Pour ou contre les partis, un cadre institutionnel obsolète

mercredi 22 février 2017.
 

par Clémentine Autain, porte-parole d’Ensemble  !

Le débat sur la fin des partis politiques fait rage depuis des années. Les termes binaires dans lesquels il se mène ne me paraissent pas de nature à nous aider à affronter les défis contemporains. Pour ou contre les partis politiques  ? Là n’est pas exactement la question. Si elle se pose, c’est que la forme parti telle qu’elle a existé au XXe siècle est à bout de souffle. C’est aussi que le cadre institutionnel dans lequel évoluent les partis politiques se trouve obsolète et discrédité. C’est enfin que les frontières entre les partis actuels de gauche semblent reposer sur des clivages correspondant au monde du XXe siècle.

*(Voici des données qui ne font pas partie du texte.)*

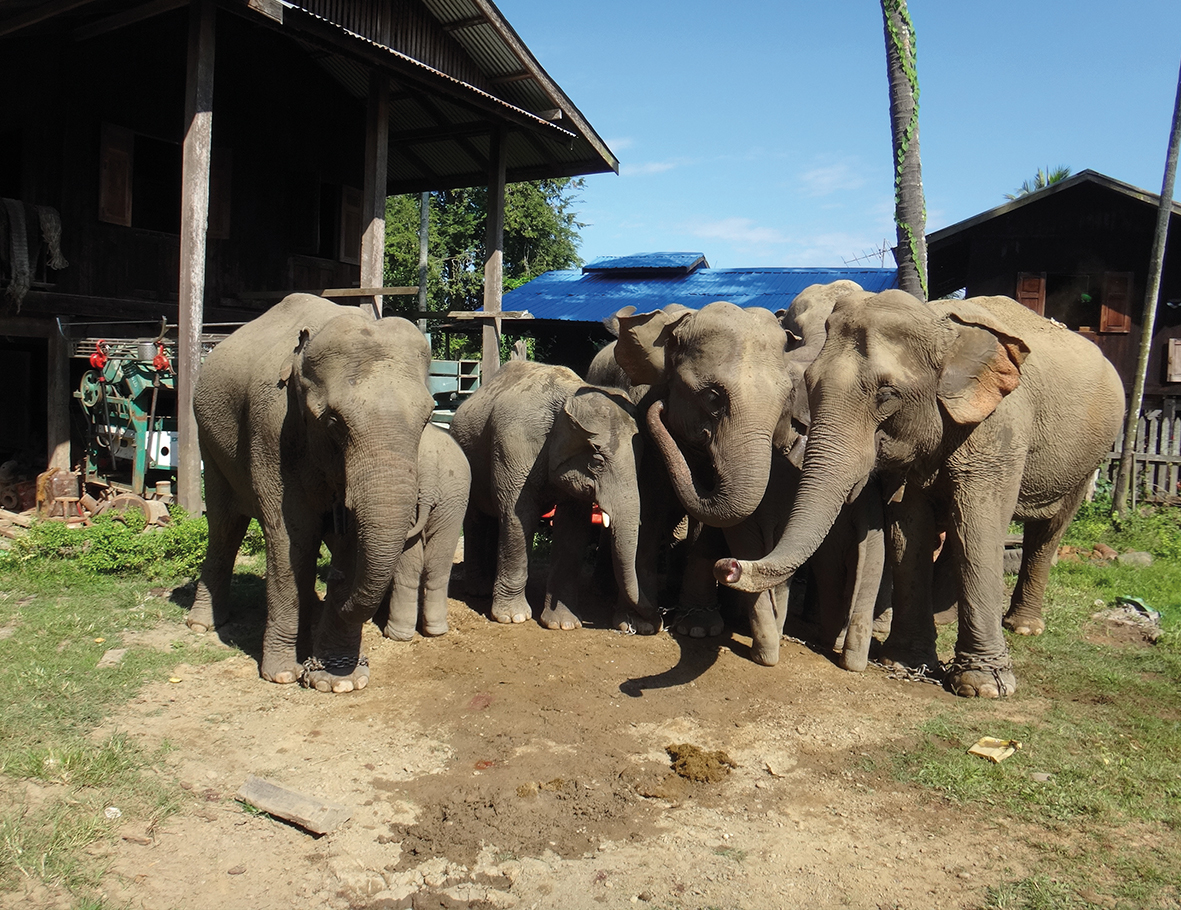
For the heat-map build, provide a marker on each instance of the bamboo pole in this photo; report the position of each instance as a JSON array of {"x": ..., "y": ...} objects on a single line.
[{"x": 1155, "y": 268}]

Nous aurons demain comme hier besoin d’organisations politiques. En effet, si la vie politique se veut démocratique, elle doit reposer sur des formes collectives de délibération. On peut changer le nom de ce cadre, cela ne dit rien sur la façon de bâtir un espace commun de fabrication politique. Les partis issus du XXe siècle sont d’abord critiqués en raison de leur fonctionnement pyramidal, vertical. La place de l’individu apparaît comme niée, diluée dans le tout collectif. L’arrivée des femmes dans l’espace politique et le changement des rythmes de vie posent également la question du temps dans l’élaboration politique. Les façons de faire – longues réunions publiques avec tribuns se succédant derrière la tribune, tracts bavards distribués sur les marchés, monopolisation de la parole dans les réunions par les plus rompus à l’exercice… – apparaissent en partie dépassées par l’essor d’Internet ou une lassitude à l’égard des formes traditionnelles de militantisme. Il est plus simple de dire ce qui dysfonctionne que de tracer une autre voie opérationnelle. Mais nous ne pouvons répondre qu’aux questions que l’on se pose. Et celles-ci sont décisives pour l’avenir.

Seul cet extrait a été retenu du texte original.